Bakanlığın “şeker” sırrı… 24 yıl sonra ilk

Türkiye, 24 yıl sonra ilk kez şekeri de ithal etme kararı alırken, 400 bin ton şeker ithalatına yönelik yaşanan belirsizlikler kafaları karıştırıyor. Sözde artan şeker fiyatlarının önüne geçmek için ithalat kararı alınmasına rağmen, şeker fiyatlarının bırakın düşmesini, daha da yükselmesi, yapılan ithalatın da sorgulanmasına neden oldu. Pancar ülkesi olan Türkiye, 24 yıl aradan sonra A kapsamındaki şekeri de ithal etmeye başladı. Alınan ithalat kararı, tarım politikasındaki çarpıklığı gözler önüne sererken, 400 bin ton şeker ithalatına yönelik gizemlilik ise soru işaretlerine neden oldu. Şeker fiyatlarının 6-8 ay gibi kısa bir sürede 4 ila 5 liradan 20 liraya çıkması, Türkiye’yi bir anda şeker krizi ile karşı karşıya bırakırken, hükümetin çözüm olarak hemen ithalat kararına sarılması dikkat çekmişti. Çıkarılan Cumhurbaşkanlığı kararnamesi ile gümrüksüz 400 bin ton şeker ithalatına izin verilmişti. Şeker ithalatı kararı, Türkiye’nin tarımsal üretimde elinin en güçlü olduğu pancar üretiminde bile artık sıkıntı yaşanmaya başlandığını gözler önüne sermişti.

400 BİN TON ŞEKER İTHALAT YETKİSİ KİMLERE VERİLDİ?

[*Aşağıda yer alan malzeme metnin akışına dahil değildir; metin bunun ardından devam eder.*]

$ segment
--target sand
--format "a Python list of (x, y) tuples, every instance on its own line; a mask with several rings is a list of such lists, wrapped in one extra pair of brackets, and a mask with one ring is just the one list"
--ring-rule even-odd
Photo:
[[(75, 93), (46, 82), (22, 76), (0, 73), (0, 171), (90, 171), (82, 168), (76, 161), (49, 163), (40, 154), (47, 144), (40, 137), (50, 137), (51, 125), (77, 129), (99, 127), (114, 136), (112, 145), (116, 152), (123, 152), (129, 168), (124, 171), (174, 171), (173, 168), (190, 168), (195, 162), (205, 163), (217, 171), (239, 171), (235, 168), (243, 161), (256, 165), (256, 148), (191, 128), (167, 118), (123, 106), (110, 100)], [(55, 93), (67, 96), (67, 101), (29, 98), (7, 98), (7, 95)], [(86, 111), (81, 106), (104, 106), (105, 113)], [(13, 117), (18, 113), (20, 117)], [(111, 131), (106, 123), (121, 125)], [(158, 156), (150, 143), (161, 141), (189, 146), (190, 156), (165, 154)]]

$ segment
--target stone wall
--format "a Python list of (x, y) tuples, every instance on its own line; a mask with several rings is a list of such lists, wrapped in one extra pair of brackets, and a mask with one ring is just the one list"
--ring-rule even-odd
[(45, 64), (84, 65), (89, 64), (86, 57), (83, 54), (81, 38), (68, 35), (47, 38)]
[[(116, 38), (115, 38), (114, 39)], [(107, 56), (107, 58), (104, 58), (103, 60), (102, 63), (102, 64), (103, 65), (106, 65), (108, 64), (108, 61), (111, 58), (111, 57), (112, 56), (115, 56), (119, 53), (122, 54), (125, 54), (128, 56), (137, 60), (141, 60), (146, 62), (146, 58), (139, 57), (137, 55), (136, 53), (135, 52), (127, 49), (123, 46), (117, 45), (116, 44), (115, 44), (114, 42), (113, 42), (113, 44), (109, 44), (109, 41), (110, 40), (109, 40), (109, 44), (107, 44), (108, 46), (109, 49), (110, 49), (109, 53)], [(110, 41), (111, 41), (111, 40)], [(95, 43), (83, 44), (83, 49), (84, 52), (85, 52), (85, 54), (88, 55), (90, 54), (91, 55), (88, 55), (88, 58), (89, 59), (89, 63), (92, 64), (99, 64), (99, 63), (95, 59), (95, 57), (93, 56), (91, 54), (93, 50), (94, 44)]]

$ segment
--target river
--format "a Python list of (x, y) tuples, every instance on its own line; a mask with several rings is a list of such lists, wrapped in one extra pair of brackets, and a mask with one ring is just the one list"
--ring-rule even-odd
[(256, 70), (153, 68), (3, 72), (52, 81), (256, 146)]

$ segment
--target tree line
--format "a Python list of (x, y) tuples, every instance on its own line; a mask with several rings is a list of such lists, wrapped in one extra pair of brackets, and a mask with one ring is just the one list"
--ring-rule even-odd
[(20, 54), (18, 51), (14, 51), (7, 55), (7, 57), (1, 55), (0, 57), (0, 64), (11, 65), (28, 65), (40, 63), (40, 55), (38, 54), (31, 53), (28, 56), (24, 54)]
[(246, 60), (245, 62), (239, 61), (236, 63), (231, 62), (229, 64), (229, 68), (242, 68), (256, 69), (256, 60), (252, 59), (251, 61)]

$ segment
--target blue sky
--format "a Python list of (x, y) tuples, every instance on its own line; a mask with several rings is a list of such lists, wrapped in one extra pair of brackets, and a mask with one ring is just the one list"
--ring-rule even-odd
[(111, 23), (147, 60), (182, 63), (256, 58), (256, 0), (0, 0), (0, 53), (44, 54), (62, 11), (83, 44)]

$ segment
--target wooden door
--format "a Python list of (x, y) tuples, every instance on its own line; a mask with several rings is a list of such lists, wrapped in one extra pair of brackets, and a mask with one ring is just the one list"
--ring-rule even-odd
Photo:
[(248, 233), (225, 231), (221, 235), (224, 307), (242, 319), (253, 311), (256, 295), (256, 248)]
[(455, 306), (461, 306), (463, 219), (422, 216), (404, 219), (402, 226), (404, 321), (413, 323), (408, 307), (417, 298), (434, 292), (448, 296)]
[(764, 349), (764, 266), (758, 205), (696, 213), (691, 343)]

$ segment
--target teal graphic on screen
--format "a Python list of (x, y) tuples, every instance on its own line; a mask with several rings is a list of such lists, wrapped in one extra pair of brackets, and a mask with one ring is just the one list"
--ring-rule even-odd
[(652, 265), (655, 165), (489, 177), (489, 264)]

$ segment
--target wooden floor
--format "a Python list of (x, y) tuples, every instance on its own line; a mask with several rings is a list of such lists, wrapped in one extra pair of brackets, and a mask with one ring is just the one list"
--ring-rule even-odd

Milli Gazete’den Saadettin İnan’ın haberine göre, şeker ithalatına yönelik süreç Ticaret Bakanlığı tarafından yürütülürken, 400 bin ton şeker ithalat yetkisinin hangi firmalara verildiği ise kamuoyuna açıklanmıyor. İthal edilecek şekeri sadece şekerli mamul sanayicisi, üretim kapasitesine göre kullanabilecek. Ancak her bir şekerli mamul sanayicisinin ayrı ayrı ithalat yapması mümkün görünmezken, ithalat yetkisi şekerli mamul sanayicileri adına toplu halde belli firmalara verildiği kaydediliyor. Şeker ithalatında toplu yetki verilen firmaların ise sektörde tam olarak bilinmemesi dikkat çekiyor.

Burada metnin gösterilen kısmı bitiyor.